E agora, mais experiente, eu consigo fazer um castelo resistente e bonito? – pensei. As chances estavam a meu favor, os anos contribuíram para a minha paciência, raciocínio, e alguns conceitos básicos de engenharia. E com certeza meus amigos não iriam destruir a minha obra de arte depois de pronta.

Peguei emprestado o balde de uma filha de um casal de amigos e comecei a minha oitava maravilha do mundo moderno. Meus amigos e outros turistas provavelmente não entenderam porque um adulto estava tão empenhado em construir um castelo de areia. Algo desnecessário e de certa forma infantil, confesso, mas era uma realização interna, a criança adormecida acordou em mim e clamava por um castelo de areia.

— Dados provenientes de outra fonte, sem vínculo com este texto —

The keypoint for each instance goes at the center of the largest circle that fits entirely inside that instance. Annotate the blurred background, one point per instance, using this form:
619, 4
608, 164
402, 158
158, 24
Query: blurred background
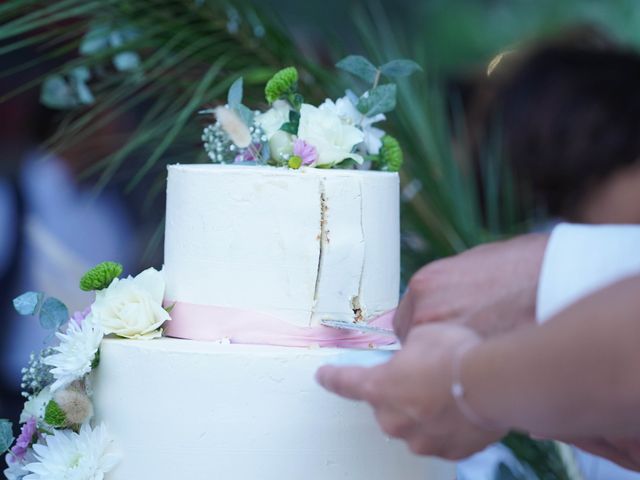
96, 97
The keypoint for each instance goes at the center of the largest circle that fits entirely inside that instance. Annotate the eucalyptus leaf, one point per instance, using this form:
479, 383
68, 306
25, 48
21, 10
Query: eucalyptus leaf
6, 435
96, 39
378, 100
245, 114
53, 314
83, 93
234, 97
294, 116
503, 472
400, 68
28, 303
359, 66
80, 74
290, 127
126, 61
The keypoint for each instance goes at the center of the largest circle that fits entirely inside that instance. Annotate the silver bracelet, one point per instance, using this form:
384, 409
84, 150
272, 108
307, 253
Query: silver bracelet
458, 393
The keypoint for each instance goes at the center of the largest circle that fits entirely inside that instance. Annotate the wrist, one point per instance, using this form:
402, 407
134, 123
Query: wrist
461, 390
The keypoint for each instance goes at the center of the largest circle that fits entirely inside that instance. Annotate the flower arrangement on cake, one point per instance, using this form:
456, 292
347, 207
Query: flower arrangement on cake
295, 134
56, 437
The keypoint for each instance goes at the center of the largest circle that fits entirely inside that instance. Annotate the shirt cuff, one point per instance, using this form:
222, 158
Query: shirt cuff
580, 259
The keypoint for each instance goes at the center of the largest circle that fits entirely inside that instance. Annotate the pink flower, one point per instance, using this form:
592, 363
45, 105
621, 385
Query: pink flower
306, 152
25, 438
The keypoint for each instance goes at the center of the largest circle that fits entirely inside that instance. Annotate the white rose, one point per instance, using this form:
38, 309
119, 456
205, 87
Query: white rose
345, 108
281, 145
132, 307
332, 137
272, 119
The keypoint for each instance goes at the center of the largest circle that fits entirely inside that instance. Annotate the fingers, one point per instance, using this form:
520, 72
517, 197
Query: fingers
602, 448
348, 382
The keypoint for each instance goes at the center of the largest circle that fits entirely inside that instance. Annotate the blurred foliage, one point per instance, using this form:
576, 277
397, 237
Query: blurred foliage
459, 33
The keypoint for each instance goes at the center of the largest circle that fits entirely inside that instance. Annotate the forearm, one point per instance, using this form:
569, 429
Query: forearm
577, 375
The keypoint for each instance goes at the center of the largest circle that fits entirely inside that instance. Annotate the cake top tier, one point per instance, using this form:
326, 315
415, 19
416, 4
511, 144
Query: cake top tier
298, 246
268, 171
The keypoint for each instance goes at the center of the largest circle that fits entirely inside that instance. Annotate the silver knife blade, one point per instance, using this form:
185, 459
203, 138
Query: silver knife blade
343, 325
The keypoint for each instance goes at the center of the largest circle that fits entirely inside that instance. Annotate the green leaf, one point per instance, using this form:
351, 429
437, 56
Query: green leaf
294, 116
245, 114
290, 127
234, 97
6, 435
100, 276
126, 61
295, 162
28, 303
57, 94
378, 100
359, 66
400, 68
53, 314
505, 473
54, 415
391, 154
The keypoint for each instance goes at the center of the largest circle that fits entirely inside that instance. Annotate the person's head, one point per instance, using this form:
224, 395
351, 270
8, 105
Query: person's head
570, 120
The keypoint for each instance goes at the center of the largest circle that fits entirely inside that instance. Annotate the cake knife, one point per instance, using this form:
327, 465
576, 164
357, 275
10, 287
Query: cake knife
344, 325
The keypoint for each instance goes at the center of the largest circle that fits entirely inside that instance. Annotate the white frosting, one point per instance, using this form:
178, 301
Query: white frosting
198, 410
301, 245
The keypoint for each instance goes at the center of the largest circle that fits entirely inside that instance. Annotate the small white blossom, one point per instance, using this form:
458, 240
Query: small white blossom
35, 406
233, 125
67, 455
132, 307
345, 108
274, 118
76, 352
332, 137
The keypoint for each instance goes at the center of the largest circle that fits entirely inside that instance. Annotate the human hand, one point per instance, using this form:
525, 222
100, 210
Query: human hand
624, 452
411, 394
490, 288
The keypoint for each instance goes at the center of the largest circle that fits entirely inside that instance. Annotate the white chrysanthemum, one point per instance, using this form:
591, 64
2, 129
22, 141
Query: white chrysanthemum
332, 137
233, 125
35, 406
132, 307
345, 108
66, 455
75, 353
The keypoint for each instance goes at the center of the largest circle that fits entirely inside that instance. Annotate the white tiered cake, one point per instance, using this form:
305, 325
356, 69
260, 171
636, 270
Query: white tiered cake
259, 255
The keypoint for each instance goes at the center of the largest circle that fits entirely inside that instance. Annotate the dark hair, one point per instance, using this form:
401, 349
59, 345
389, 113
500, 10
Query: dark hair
569, 117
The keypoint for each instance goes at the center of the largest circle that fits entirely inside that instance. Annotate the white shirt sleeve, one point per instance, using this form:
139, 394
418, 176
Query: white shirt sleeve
581, 259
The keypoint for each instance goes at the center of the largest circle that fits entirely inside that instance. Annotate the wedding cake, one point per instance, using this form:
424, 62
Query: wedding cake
205, 370
246, 245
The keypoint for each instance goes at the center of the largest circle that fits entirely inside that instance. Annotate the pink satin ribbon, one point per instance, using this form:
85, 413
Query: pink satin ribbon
209, 323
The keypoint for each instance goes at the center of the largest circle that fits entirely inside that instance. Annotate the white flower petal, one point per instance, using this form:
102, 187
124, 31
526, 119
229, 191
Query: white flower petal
153, 282
86, 455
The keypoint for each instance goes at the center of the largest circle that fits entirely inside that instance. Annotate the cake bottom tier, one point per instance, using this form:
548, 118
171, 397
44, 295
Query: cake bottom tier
204, 411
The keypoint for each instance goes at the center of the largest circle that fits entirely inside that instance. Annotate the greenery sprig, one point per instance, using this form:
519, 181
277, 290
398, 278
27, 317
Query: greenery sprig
379, 98
284, 85
100, 276
52, 312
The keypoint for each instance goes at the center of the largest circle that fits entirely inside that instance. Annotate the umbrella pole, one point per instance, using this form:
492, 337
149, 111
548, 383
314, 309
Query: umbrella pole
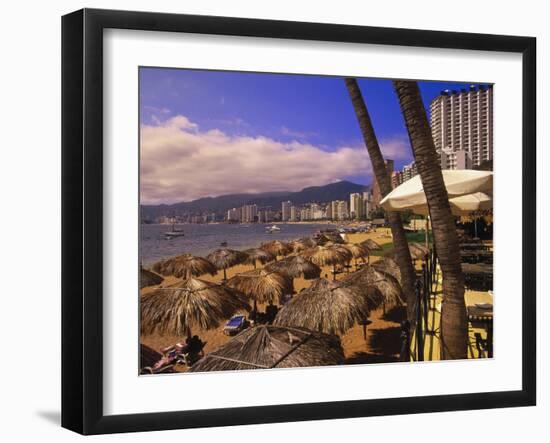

Enchi o balde de areia algumas vezes e o virei no local onde desejava o castelo. Assim começou o meu desapontamento, uma parte da areia ficava grudada no fundo do balde e causava falhas grotescas nos primeiros pilares da estrutura. Precisava ir pesquisando a melhor areia, a melhor combinação de umidade, e a quantidade de compactação necessária para que a areia não grudasse no fundo do balde, nem desmoronasse ao ser tirada do molde.

Um amigo de mais idade, avô da bebê que me emprestou o balde, decidiu me mostrar qual areia era melhor e qual a melhor forma de compactá-la. Deu certo, prestei atenção e percebi que o modo como ele fez estava certo, inclusive o monte de areia ficou muito melhor do que os que eu havia feito até o momento. Me entregou novamente o balde e continuei a construção, seguindo os passos recém aprendidos. O resultado não era o mesmo, mas já estava melhor do que as primeiras torres que fiz. A primeira carreira de torres estava concluída, então decidi fazer um aterramento para fazer a segunda camada. Despejei as baldadas de areia e soquei bem. Depois fiz mais uma carreira de torres por cima.

Não estava nem perto da estética que eu queria. Não estava lisinho e geometricamente agradável, havia muitas falhas e torres tortas, correções grotescas, mas provavelmente foi o melhor castelo de areia que eu já construí. Minha motivação para vencer as chacotas era justamente construir um castelo de areia espetacular, gracioso e imponente, que ao final todos aplaudiriam e passariam para mim a medalha de melhor construtor de castelos de areia. Talvez depois de uns cem castelos de areia construídos eu conseguiria desenvolver a técnica apropriada, e construiria o castelo de areia dos sonhos.

Desisti, talvez poderia fazer algumas correções, mas estava parcialmente satisfeito, havia tentado, satisfeito a criança interior. Devolvi o balde e voltei para o mar para ser esculachado pelas ondas junto aos meus amigos. Por vários dias o mar estava delicado feito um agiota bradando: “Cadê o meu dinheiro?” Durante a tarde a maré subiu e o castelo virou um alvo fácil, desmanchando-se cada vez mais, a cada onda que quebrava. No outro dia não havia nenhum sinal de um castelo de areia naquela parte da praia. Ninguém tirou fotos, não há registros da minha criança interior sendo externalizada. Melhor assim, com uma tentativa, um fracasso e uma crônica.